The head of Australia's most powerful doctors' group wants to reshape general practice in a bid to take pressure off public hospitals.
Australian Medical Association president Tony Bartone will on Wednesday deliver his first major speech at the National Press Club, having been elected to the position in May.
Dr Bartone is expected to outline plans for general practice to take some of the load off various parts of the nation's over-burdened health system, including outpatient clinics.
Wanting to improve the experience for patients, the AMA boss has highlighted widespread delays in getting to see specialists.
"It's not uncommon to hear of patients waiting many, many months and sometimes even years to get into an outpatients' clinic," he told the ABC on Sunday night, ahead of his keynote address.
Dr Bartone anticipates his proposal to carry "significant" short-term costs but expects savings to flow down the line.
"It still has to be significantly put through the wringer but a price tag will come out in the mix in the course of time," he said.
Dr Bartone is also expected to be pressed about the government's controversial digital health records system.
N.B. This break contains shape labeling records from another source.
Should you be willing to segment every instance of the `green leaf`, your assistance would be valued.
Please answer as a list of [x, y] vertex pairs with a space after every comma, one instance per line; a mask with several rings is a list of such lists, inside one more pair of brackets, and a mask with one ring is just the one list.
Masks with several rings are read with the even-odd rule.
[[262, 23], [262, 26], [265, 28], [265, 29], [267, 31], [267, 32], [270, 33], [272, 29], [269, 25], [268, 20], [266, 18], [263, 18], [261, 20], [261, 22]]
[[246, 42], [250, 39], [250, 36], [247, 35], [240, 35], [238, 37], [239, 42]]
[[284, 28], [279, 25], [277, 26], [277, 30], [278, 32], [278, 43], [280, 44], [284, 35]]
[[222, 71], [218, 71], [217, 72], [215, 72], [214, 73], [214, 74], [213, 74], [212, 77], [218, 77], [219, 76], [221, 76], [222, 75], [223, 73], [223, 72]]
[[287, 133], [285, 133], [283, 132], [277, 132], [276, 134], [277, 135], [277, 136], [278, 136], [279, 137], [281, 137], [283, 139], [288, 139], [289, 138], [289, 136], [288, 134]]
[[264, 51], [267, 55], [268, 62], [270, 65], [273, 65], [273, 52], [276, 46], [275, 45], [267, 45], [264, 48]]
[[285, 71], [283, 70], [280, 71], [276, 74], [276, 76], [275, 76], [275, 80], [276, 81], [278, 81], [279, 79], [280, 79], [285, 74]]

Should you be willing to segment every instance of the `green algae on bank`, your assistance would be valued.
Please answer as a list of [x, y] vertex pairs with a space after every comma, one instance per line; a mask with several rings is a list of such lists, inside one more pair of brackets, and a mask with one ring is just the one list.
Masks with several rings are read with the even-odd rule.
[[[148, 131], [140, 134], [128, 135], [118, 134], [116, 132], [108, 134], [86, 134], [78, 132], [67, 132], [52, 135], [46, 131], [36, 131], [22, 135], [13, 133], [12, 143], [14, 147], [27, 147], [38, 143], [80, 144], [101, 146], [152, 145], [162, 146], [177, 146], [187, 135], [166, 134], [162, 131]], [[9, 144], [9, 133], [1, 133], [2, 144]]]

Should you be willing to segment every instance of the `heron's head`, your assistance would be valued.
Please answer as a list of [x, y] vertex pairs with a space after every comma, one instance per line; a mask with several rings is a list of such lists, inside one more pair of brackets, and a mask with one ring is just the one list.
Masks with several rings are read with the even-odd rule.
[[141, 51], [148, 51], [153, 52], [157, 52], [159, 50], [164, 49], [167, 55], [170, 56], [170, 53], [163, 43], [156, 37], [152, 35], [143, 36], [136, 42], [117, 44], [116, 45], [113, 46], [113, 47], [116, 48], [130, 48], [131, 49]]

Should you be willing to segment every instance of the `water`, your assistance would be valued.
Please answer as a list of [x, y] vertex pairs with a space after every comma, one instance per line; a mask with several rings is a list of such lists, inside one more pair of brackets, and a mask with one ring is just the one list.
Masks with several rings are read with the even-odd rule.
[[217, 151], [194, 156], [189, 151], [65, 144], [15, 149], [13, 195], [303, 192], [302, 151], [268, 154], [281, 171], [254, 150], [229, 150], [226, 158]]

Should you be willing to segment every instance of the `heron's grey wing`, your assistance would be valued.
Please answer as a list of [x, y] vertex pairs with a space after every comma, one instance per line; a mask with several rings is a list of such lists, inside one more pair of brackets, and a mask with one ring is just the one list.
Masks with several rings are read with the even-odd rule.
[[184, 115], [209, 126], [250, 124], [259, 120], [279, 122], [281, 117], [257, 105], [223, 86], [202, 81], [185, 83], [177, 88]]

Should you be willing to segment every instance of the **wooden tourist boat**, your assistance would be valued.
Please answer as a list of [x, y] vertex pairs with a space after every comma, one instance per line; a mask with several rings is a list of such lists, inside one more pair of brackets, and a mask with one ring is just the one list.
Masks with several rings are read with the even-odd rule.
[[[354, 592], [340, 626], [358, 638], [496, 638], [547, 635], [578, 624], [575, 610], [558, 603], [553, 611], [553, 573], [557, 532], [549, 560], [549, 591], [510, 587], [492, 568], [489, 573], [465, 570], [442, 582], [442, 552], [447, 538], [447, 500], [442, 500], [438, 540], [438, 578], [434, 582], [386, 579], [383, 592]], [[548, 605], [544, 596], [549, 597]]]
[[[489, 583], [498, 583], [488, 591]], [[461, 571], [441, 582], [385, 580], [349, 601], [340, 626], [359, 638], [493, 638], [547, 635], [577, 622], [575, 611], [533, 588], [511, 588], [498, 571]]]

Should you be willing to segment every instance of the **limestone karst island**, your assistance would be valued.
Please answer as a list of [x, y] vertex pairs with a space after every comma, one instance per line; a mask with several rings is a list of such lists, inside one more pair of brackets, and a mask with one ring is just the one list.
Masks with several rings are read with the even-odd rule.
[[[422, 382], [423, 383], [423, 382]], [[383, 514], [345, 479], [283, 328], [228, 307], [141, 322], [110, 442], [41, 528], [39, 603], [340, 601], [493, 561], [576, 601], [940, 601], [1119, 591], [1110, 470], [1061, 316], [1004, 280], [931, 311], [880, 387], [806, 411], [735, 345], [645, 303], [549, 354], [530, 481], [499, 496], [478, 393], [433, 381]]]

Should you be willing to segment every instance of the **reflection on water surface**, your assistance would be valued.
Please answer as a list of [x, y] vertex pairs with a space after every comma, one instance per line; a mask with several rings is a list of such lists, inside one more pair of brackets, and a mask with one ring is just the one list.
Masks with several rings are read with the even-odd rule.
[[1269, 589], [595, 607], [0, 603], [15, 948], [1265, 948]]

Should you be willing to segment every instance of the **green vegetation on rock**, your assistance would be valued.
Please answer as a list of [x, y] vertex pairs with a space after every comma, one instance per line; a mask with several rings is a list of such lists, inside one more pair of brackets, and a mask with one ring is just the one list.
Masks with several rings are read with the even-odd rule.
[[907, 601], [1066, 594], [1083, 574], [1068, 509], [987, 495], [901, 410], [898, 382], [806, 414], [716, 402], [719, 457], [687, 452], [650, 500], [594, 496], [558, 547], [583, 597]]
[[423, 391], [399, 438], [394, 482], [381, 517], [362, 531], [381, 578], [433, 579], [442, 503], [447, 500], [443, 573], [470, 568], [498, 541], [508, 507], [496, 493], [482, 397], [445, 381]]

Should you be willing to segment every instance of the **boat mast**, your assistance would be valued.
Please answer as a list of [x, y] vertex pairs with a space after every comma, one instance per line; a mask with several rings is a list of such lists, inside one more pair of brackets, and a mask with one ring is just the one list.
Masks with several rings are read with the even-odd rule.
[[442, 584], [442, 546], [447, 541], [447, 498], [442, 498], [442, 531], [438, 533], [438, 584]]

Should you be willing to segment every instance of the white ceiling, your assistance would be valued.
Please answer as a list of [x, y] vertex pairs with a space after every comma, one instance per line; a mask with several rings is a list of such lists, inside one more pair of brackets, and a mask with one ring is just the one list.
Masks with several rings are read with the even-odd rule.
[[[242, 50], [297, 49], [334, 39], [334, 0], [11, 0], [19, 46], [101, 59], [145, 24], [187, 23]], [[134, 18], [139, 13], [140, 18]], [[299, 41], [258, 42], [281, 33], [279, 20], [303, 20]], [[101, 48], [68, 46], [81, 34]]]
The Human Rights Commissioner this week warned the maligned My Health Record system could be a "honey-pot" for criminals.
However Dr Bartone says doctors have been assured the health data is being offered the best level of possible protection, arguing if the system was too "CIA fool-proof" then it would defeat its utility.
My Health Record has been operating for six years, with six million Australians participating.
People have a three-month window from July 16 to October 15 to opt out before a record is created.
Liberal backbencher Tim Wilson is among tens of thousands of people to withdraw from the system, while Labor said the deadline to opt out should be extended.